Police charged a Thornhill, Ont. man with allegedly selling stolen personal identities online through the website Leakedsource.com, which allegedly was being hosted in Quebec. The site was raided and closed earlier this month.

Jordan Evan Bloom, 27, made his first court appearance today in a Toronto court to face the charges.

The RCMP said the charges include

The RCMP said Leakedsources.com alleged had a database of 3 billion pieces of stolen digital information belonging to people around the world, including online user names and passwords.

“This investigation is related to claims about a website operator alleged to have made hundreds of thousands of dollars selling personal information,” Insp. Rafael Alvarado, who heads the RCMP’s national cybercrime investigative team, said in a release. “The RCMP will continue to work diligently with our domestic and international law enforcement partners to prosecute online criminality.”
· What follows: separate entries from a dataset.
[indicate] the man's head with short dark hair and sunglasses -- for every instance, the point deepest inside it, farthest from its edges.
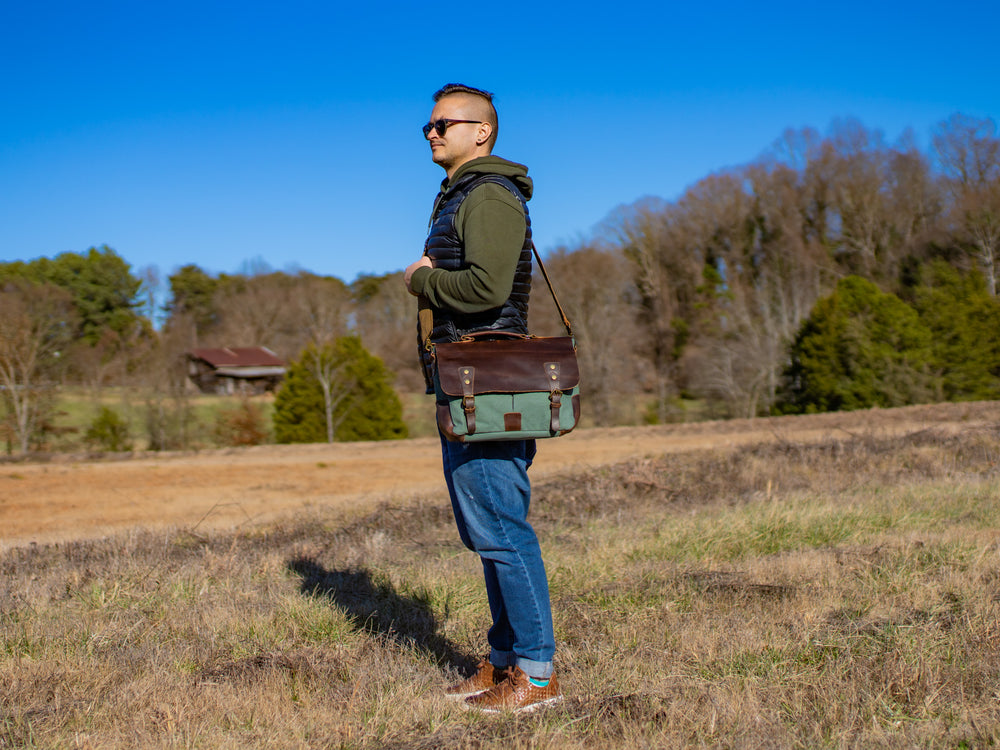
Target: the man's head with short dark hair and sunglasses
(463, 126)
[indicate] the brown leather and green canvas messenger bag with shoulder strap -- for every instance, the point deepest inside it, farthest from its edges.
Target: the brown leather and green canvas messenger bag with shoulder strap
(493, 385)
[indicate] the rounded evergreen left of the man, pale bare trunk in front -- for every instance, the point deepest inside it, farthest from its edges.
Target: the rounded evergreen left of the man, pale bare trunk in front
(337, 391)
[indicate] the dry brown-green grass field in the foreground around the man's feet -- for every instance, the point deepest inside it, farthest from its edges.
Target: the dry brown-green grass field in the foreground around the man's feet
(838, 594)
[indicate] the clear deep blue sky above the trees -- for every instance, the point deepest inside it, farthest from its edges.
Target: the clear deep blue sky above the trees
(228, 133)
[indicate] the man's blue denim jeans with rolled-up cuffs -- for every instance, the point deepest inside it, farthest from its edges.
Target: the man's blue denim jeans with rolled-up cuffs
(490, 495)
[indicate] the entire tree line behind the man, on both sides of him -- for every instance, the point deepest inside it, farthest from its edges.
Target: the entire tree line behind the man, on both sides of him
(836, 271)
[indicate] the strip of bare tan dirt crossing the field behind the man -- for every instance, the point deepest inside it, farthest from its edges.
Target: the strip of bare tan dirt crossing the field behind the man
(75, 498)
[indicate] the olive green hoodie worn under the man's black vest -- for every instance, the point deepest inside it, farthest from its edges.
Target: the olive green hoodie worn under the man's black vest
(491, 224)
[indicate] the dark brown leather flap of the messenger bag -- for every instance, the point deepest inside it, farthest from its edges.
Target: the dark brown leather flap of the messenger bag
(508, 365)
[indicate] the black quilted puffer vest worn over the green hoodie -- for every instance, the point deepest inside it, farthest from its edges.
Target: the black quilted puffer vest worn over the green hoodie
(445, 248)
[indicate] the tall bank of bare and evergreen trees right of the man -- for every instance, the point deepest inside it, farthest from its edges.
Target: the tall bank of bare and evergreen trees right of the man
(720, 294)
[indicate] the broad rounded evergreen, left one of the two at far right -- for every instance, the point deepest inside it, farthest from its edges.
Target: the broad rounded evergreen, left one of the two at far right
(859, 348)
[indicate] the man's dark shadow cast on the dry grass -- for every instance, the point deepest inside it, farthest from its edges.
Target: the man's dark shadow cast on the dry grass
(378, 609)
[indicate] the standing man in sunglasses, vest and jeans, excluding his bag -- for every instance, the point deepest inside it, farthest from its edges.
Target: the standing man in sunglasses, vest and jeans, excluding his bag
(475, 275)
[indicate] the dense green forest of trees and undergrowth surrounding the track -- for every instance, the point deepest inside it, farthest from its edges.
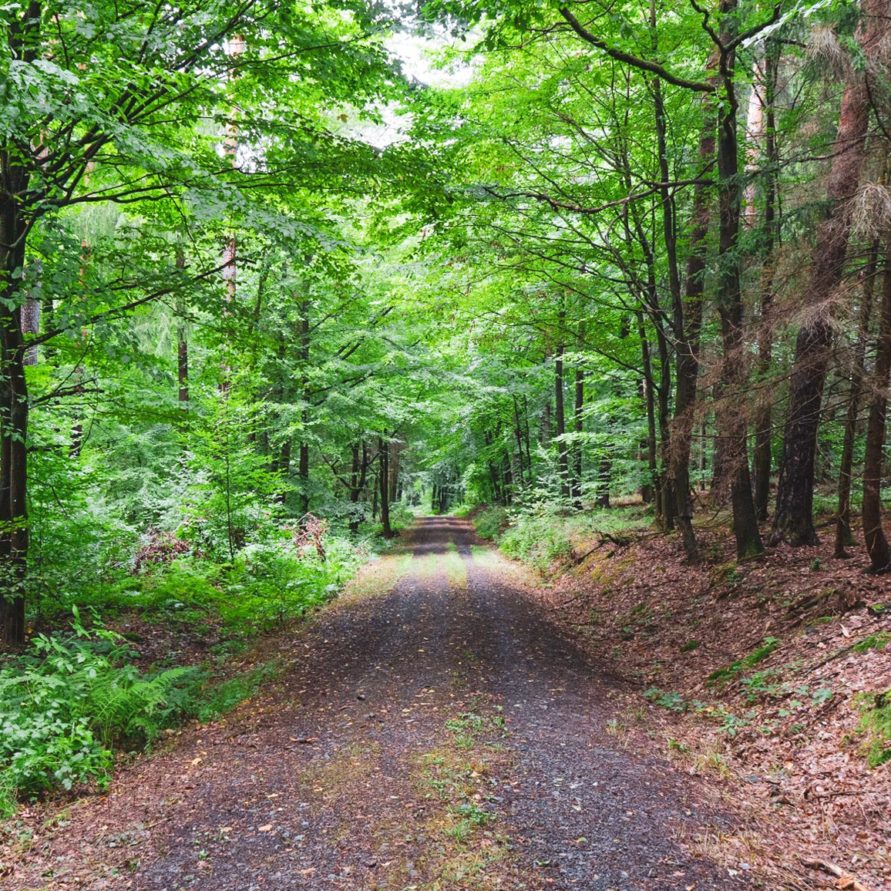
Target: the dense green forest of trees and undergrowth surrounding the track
(276, 276)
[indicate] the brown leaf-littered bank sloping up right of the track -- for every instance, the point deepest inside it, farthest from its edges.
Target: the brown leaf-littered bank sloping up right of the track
(770, 680)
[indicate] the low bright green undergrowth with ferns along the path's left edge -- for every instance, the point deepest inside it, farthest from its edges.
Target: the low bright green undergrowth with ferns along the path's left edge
(75, 697)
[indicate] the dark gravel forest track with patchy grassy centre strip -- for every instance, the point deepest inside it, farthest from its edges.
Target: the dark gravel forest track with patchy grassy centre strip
(431, 731)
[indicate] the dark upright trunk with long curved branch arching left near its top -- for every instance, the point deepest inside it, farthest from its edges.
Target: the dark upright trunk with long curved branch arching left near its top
(734, 423)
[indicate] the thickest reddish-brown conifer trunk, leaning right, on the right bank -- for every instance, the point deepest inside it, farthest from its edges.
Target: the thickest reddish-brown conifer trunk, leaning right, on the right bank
(794, 520)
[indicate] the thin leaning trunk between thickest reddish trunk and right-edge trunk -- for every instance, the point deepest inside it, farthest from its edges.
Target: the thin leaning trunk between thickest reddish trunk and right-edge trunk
(843, 536)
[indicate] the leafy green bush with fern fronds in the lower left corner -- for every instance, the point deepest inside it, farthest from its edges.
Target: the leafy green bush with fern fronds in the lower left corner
(68, 701)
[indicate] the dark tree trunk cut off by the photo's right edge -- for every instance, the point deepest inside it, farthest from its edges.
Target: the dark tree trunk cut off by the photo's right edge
(873, 532)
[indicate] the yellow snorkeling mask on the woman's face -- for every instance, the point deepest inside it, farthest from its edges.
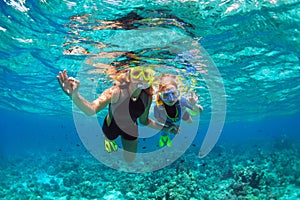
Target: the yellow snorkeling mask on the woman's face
(144, 76)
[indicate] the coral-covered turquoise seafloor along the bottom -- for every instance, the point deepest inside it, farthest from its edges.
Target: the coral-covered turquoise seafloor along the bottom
(248, 171)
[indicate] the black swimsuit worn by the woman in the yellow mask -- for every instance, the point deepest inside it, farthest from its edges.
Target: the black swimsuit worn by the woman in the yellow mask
(136, 109)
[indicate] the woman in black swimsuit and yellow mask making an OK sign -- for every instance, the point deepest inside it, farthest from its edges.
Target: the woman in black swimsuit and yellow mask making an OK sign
(128, 100)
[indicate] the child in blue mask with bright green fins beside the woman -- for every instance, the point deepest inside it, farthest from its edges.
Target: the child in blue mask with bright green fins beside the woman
(170, 107)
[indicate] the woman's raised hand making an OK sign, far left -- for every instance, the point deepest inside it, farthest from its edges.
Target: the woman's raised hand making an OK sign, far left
(68, 84)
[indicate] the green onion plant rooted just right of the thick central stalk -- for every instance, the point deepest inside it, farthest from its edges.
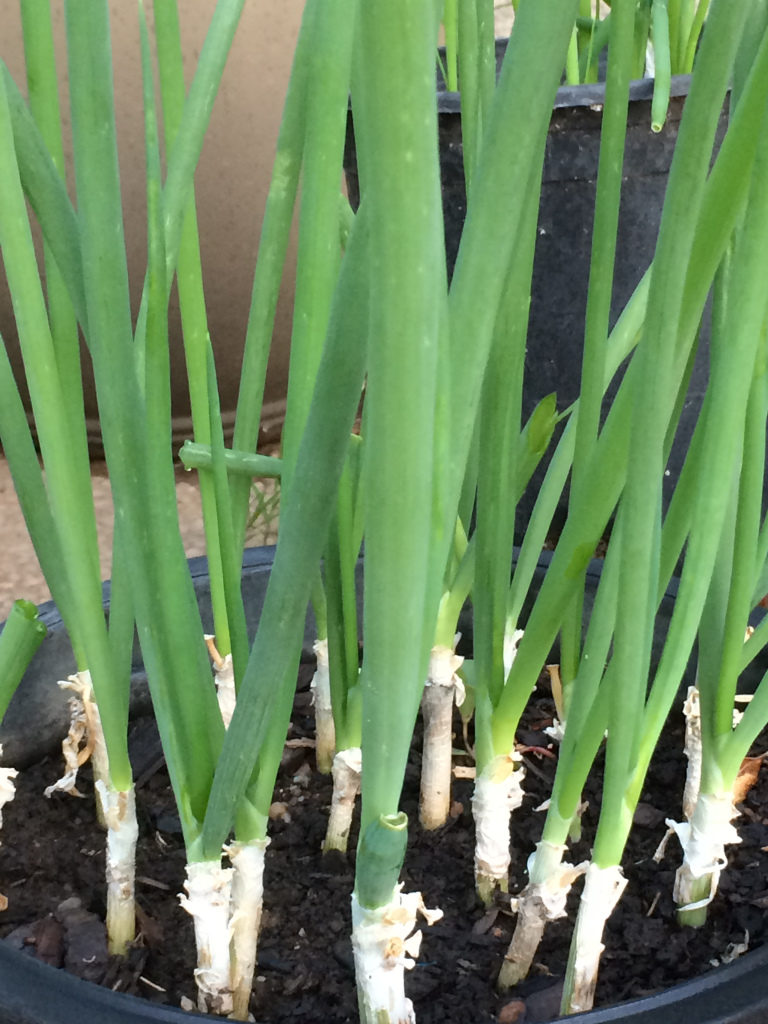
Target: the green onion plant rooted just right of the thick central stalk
(501, 694)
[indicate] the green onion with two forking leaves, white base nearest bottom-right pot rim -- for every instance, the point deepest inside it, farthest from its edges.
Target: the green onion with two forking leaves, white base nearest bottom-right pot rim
(634, 721)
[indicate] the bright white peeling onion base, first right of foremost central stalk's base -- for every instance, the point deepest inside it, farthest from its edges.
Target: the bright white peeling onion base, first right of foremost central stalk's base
(498, 793)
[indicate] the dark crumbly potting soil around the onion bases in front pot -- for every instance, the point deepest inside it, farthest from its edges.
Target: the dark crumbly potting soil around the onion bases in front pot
(53, 854)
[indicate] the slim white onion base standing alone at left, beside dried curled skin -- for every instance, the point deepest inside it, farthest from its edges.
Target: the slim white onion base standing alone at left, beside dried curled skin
(122, 833)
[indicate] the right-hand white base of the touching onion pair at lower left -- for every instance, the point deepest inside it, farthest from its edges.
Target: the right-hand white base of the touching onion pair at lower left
(247, 900)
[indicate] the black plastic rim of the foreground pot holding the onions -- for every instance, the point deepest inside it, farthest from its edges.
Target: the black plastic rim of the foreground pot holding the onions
(32, 993)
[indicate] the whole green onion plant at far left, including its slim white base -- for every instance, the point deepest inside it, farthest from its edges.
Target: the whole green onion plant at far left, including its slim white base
(60, 509)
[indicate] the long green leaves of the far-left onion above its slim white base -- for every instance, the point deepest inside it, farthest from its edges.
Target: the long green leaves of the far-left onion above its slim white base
(51, 347)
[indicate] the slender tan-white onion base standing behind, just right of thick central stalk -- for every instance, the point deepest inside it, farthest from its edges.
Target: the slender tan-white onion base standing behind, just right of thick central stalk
(443, 687)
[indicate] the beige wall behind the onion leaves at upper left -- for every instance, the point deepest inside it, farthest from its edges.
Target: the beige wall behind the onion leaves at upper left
(233, 178)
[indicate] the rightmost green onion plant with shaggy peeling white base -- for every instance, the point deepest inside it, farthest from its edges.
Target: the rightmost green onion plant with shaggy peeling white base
(718, 736)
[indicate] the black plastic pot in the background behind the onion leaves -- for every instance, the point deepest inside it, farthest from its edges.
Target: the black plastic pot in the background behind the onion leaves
(559, 300)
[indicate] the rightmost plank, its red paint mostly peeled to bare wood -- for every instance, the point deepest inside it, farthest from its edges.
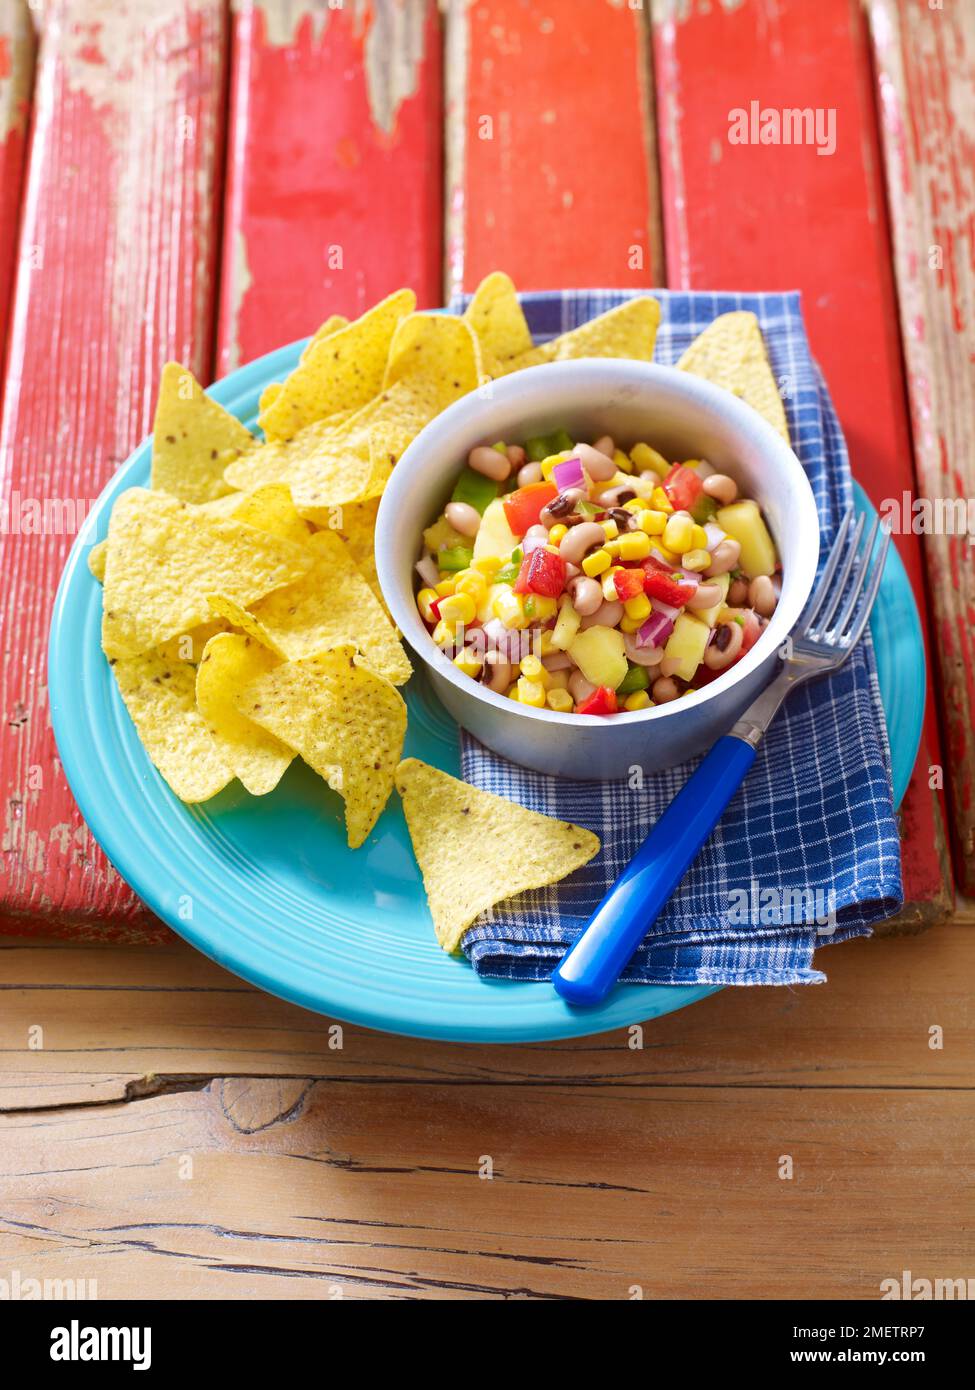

Another RCMP investigator said Leakedsource.com was a middleman between the Internet and the Dark Web, a section of the Internet that can only be accessed through a browser that strips away a user’s IP address.  Once accessing the site, for a fee a person could search for any information about usernames or passwords, the officer was quoted as saying.

Bloom allegedly came to the attention of police in 2016, when the RCMP learned that LeakedSource.com was being hosted by servers in Quebec. That began what the force called Project Adoration. According to The Star, police raided a computer server farm that hosted the Leakedsource.com data in January and seized the data, shutting the site down.

Bloom is alleged to have the site’s administrator, earning approximately $247,000 from trafficking identity information. The charges against him were laid Dec. 22, 2017, 11 months after the site was closed.

Cyber security reporter Brian Krebs called the site “perhaps the largest online collection of usernames and passwords leaked or stolen in some of the worst data breaches.” He said the site began selling stolen data in October, 2015.

The Dutch National Police’s and the FBI helped in the investigation.